1.   Degree of fame (the more current, the higher the viewing figures the better apparently)

2.   Location – the more unexpected the better.   Not in their front room, preferably in yours.

3.   Degree of intimacy achieved, did you speak to them, snog them or better still spend a night of unbridled passion together?

Ok, it’s Friday afternoon and I just can’t resist playing along…

I should mention first of all that I am not eagle-eyed and so I fully expect that I have, on more than one occasion, wandered dazedly past a celebrity with not a whit of recognition, despite their dark glasses, designer pooch and security entourage.

I did recognise Prince Charles, partly because of the sniffer dogs and in fairness I was expecting him and had spent a happy morning practising my curtsey.  We even spoke – briefly – about my work and somewhere in the pig shed I have a photograph of the momentous (for me as well as for him) occasion.  Any woman looking into those piercing blue eyes could be forgiven for falling for him though sadly, I have no nights of bridled or unbridled passion to share with you here.

I also recognised Nelson.  The big black limo and outriders gave the game away.  I was walking down London’s South Bank on my way to a meeting and the road and pavements were strangely clear of all traffic and pedestrians, sauf moi.  I watched his motorcade glide slowly towards me and as his car (one of those with the extra-deep windows) reached me, there were probably 7 or 8 seconds where we locked eyes before I excitedly waved at him and he waved back.  His memory of this might be less clear than mine, as he is that bit older.  But it was probably the most significant sighting I’ve had of a celeb.

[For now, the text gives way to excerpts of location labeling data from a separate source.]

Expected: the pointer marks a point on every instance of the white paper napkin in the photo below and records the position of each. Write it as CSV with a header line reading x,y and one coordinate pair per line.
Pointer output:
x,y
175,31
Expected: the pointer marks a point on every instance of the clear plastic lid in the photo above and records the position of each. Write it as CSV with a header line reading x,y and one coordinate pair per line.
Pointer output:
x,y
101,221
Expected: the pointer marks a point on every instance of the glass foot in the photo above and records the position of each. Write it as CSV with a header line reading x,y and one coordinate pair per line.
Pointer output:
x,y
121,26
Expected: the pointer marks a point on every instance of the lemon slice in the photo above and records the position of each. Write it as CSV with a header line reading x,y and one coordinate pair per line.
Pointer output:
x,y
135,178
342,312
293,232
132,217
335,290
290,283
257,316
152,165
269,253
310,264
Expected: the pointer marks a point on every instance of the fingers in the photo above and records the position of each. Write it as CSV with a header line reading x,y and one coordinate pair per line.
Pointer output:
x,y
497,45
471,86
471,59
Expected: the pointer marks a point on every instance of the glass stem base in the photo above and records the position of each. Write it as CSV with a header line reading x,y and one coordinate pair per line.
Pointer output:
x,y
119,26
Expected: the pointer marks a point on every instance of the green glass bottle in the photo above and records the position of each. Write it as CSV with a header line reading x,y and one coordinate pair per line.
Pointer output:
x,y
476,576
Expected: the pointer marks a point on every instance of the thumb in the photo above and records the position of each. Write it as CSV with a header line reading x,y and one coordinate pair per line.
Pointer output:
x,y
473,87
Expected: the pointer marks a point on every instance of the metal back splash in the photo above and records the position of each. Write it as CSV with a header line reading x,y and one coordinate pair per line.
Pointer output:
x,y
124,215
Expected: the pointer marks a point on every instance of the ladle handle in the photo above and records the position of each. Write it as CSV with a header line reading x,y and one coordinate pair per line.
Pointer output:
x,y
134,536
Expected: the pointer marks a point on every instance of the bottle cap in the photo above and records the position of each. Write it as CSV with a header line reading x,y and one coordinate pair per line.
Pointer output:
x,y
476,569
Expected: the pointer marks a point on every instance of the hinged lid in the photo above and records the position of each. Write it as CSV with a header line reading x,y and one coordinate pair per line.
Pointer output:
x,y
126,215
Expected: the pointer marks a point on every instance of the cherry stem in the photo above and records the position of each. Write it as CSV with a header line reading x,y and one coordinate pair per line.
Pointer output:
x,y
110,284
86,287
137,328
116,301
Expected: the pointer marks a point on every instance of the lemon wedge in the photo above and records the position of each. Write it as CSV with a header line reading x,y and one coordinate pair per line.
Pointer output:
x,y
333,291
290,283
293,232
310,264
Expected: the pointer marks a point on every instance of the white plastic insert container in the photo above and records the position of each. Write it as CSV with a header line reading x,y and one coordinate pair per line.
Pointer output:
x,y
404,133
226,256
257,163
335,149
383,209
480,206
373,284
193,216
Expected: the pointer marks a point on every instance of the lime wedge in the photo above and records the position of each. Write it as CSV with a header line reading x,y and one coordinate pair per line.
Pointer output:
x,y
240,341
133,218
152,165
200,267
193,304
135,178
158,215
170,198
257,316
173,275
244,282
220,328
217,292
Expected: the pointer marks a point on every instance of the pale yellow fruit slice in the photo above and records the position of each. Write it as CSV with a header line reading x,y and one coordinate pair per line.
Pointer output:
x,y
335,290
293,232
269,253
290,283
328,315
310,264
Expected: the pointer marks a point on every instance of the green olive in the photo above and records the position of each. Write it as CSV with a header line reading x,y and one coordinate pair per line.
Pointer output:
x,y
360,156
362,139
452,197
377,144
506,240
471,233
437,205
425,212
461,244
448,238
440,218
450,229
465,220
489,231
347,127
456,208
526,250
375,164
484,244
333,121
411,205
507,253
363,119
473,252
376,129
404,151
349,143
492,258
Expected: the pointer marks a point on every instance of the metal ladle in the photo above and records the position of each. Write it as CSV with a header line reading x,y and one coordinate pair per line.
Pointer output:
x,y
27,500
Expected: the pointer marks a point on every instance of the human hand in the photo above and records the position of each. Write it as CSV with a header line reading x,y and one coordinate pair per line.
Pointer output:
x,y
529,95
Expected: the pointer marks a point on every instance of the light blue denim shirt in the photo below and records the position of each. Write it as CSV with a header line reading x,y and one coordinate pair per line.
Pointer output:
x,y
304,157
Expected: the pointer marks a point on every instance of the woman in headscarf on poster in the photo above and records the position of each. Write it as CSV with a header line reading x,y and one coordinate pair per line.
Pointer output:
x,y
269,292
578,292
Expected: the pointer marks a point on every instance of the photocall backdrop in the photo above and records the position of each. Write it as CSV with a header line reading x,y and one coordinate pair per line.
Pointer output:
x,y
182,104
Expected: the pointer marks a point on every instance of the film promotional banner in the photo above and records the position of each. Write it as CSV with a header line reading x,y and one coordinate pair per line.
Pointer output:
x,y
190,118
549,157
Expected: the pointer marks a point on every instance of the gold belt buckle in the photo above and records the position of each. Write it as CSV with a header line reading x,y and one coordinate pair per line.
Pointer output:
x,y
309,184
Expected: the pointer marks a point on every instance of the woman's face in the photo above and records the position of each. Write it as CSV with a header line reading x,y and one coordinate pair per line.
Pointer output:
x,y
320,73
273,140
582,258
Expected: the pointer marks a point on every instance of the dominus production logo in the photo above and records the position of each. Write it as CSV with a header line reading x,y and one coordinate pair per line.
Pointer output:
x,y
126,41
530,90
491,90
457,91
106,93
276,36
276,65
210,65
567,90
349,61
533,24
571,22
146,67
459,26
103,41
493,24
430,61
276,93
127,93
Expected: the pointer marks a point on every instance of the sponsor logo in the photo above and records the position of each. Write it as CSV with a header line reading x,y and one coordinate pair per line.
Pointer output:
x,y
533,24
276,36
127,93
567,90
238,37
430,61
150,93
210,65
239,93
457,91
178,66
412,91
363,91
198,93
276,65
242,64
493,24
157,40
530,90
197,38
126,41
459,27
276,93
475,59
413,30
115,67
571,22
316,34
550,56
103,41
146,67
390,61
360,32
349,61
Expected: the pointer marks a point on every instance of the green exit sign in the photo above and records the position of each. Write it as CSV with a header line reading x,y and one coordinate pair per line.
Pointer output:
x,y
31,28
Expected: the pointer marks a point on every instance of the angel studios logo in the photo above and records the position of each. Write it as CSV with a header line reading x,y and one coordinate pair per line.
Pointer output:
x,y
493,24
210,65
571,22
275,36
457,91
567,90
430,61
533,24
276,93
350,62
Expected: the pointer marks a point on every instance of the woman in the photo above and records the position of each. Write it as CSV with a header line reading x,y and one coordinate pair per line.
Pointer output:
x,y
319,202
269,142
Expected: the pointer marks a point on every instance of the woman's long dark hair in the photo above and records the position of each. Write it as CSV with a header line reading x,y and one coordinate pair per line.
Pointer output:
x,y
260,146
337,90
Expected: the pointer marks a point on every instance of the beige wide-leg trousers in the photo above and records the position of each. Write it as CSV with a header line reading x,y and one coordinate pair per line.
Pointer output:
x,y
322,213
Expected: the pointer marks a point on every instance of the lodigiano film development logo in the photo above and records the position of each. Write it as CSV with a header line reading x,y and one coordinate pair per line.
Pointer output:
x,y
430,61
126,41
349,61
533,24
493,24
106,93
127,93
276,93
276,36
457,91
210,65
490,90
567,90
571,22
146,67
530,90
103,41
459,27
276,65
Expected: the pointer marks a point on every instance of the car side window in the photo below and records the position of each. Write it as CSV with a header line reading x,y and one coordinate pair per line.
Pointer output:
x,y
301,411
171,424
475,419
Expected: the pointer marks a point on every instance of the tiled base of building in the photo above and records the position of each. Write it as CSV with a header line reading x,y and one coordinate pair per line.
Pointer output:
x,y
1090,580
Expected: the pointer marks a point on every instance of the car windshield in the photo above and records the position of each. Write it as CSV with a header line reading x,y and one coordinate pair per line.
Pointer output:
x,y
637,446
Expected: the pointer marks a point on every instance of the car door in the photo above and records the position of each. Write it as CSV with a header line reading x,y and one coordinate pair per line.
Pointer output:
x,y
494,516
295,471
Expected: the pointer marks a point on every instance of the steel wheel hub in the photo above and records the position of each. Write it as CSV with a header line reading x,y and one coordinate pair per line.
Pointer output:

I have – literally – been serenaded by a well known Irish singer who held my hand all the way through a song of his.  No, not Bono, but someone adored by Irish grandmammies everywhere and hardly known outside Ireland.  A kiss at the end too but no tongues.

Then there was a celebrity triumvirate in the shape of Ryan O’Neil, Tatum O’Neil and Marisa Berenson.  This was back in the mid-70s when "Love Story" had made Ryan a big star and Tatum was a little cutie who had won an Oscar for her role in "Paper Moon".  Marisa Berensen was not such a big name but she had been dubbed the most beautiful woman in the world and was then an item with Ryan.

The location was a little unexpected, these three world famous American actors in my dad’s little supermarket in Kensal Rise, a then rather gloomy area of north west London but they were on their way to Ireland to film Barry Lyndon.  I remember a couple of things about their visit. 

Tatum fell in love with our cat and whined "daddy, daddy, can we buy the pretty kitty?" and had a mini tantrum when daddy said no.  And while Ryan was thus diverted by Tiddles, Tatum and the tantrum, Marisa slunk up and hissed "where do you keep your Tampax?"

There’s just no answer to that, is there?

One thought on “Judith and the Eagle Eye Club

  • Judith Morgan

    Oh Marion
    Marisa and the Tampax! That’s nearly as good as my celeb with the female sdifficulties, isn’t it? If not, annoyingly, a little better since yours is funny too. Rock on for getting into the spirit of this girl, and you have a goodly bunch of celebs to your credit, damn.